BROTHERS
Susanne Bier, Brodre, Dinamarca, 2004

O mal estar instala-se em um ambiente familiar logo nos primeiros minutos de Brothers: um irmão, recém-saído da prisão (a ameaça à ordem) e outro prestes a ir à guerra no Afeganistão (a defesa da ordem), chegam a um almoço com os parentes diretos. Bate-boca. Tratado quase sempre com maniqueísmo, o pai, logo percebemos, rejeita o filho com currículo de instabilidade existencial. A família já tensa sofre um trauma, potencializador da tensão inicial. O evento da ruptura é a notícia da morte militar no solo afegão. Veremos, em breve, que não morreu; foi feito prisioneiro. Instala-se o absurdo no mundo de Brothers. Primeiro com a estranha situação de vermos um dinamarquês, com ares de aplicado pai de família, arriscar a vida em uma missão de Estado no Afeganistão. Segundo porque a falsa notícia da morte dele e as posteriores imagens de seu cativeiro introduzem a semente do descarrilamento familiar.

Sua morte promove a aproximação do irmão fora dos trilhos com a viúva carente e suas duas filhas. Um irmão substitui o espaço do outro e, nesse papel, começa a tomar sua linha. Já a temporada como prisioneiro vai levar o militar dado como morto a adquirir um trauma manifestado em forma de culpa agressiva e violenta. Com o retorno do ausente ao lar, duas linhas de conflito são adicionadas uma à outra: o ciúme do irmão e a crise de consciência (por um gesto-limite no campo de prisioneiros). Brothers não se furta a promover algumas faíscas dramáticas, como o nascente desejo entre o irmão encrenqueiro com a cunhada supostamente viúva, mas não leva a cabo alguns de seus flertes, sempre em nome de uma conclusão que, embora seja manifestação de crise aguda, acena com a possibilidade de reconciliação, com o irmão da ordem iniciando seu restabelecimento e o irmão desordeiro terminando educado para se adaptar às regras.
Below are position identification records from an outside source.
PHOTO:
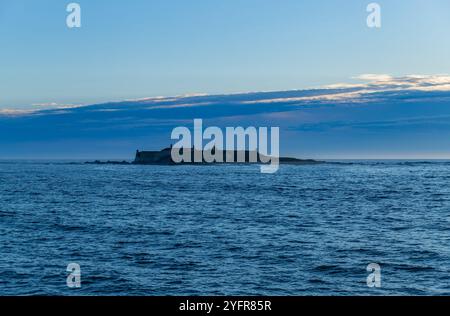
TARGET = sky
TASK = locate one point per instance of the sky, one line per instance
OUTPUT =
(137, 69)
(143, 48)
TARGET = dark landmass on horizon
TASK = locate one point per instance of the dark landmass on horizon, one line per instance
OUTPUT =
(164, 157)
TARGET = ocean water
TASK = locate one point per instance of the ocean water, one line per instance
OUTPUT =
(225, 230)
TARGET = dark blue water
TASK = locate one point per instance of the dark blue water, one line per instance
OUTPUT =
(207, 230)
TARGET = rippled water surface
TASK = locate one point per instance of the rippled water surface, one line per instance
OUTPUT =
(210, 230)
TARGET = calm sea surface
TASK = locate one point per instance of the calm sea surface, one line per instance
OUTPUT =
(211, 230)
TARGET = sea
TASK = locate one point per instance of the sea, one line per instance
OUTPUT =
(225, 229)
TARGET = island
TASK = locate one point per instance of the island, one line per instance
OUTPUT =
(164, 157)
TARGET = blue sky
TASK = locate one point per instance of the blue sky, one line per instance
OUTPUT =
(86, 93)
(140, 48)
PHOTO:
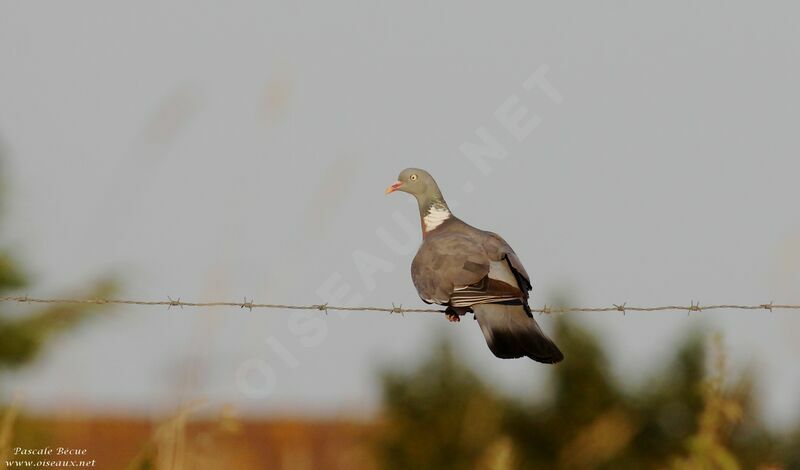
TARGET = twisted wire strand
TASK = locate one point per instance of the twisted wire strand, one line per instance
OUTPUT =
(250, 305)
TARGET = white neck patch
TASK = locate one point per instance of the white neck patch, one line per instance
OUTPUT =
(436, 215)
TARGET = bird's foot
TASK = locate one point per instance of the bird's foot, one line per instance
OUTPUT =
(454, 313)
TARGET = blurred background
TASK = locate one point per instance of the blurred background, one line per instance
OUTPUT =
(629, 153)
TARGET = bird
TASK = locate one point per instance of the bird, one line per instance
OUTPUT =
(469, 270)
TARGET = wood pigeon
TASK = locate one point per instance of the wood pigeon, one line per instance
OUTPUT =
(470, 270)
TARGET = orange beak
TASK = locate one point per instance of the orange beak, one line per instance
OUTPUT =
(394, 187)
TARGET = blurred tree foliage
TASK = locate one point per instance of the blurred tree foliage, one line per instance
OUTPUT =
(442, 416)
(24, 334)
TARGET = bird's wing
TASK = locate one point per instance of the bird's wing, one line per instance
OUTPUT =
(445, 263)
(454, 268)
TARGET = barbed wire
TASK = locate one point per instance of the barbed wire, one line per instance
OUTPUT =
(250, 305)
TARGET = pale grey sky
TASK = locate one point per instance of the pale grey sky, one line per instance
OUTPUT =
(208, 151)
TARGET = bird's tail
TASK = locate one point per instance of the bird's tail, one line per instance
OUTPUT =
(510, 333)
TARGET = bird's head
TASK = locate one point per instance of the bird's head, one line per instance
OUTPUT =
(418, 183)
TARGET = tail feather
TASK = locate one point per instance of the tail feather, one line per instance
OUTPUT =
(511, 333)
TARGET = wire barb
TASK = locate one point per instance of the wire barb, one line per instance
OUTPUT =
(250, 305)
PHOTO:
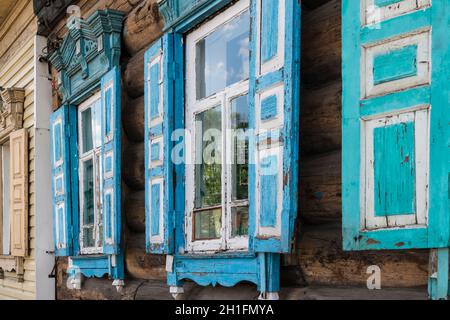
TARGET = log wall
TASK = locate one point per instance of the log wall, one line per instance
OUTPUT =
(319, 258)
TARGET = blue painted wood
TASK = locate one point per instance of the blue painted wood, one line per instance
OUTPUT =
(384, 3)
(154, 91)
(394, 155)
(269, 188)
(162, 49)
(226, 269)
(436, 234)
(62, 160)
(81, 73)
(269, 108)
(269, 28)
(395, 65)
(289, 76)
(155, 209)
(111, 147)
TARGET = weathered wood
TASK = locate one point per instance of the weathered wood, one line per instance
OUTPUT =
(323, 262)
(133, 119)
(135, 211)
(134, 75)
(133, 165)
(320, 192)
(141, 265)
(321, 44)
(142, 26)
(320, 119)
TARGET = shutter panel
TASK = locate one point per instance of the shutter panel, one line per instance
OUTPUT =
(274, 115)
(63, 144)
(396, 62)
(18, 141)
(159, 83)
(111, 154)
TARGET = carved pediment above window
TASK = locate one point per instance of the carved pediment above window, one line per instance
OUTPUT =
(11, 111)
(174, 11)
(89, 50)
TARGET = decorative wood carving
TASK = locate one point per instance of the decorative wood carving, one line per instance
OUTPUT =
(91, 48)
(10, 264)
(11, 111)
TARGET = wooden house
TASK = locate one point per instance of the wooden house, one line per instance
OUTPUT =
(346, 169)
(26, 243)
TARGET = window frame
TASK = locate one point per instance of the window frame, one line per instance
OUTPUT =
(193, 107)
(95, 154)
(5, 187)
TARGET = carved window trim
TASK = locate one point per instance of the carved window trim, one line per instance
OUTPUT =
(11, 119)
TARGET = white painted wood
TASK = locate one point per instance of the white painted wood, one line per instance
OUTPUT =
(278, 61)
(5, 154)
(420, 118)
(420, 38)
(96, 157)
(371, 14)
(194, 107)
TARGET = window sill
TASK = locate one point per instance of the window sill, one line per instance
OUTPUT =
(10, 264)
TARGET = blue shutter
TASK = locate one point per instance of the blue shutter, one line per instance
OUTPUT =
(396, 62)
(111, 154)
(64, 162)
(274, 114)
(159, 82)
Essa quase faísca, portanto, parece "a mais" (talvez porque esteja de menos), seja no processo de desejo interrompido entre cunhados, seja nos efeitos de um show de constrangimento à mesa, quando uma das meninas joga na cara do pai que a mãe mantém relações sexuais frequentes com o irmão dele. Nesses momentos, Brothers, quem sabe se para se atrelar ao segmento mais visível de sua comunidade cinematográfica nacional (os Dogmáticos e os filhos do Dogma), olha para Festa de Família, de Thomas Vintenberg, mas sem reproduzir a explosão daquele outro, provavelmente apenas porque não tem a mesma fúria indignada e ressentida manifestada no filme de Vintenberg.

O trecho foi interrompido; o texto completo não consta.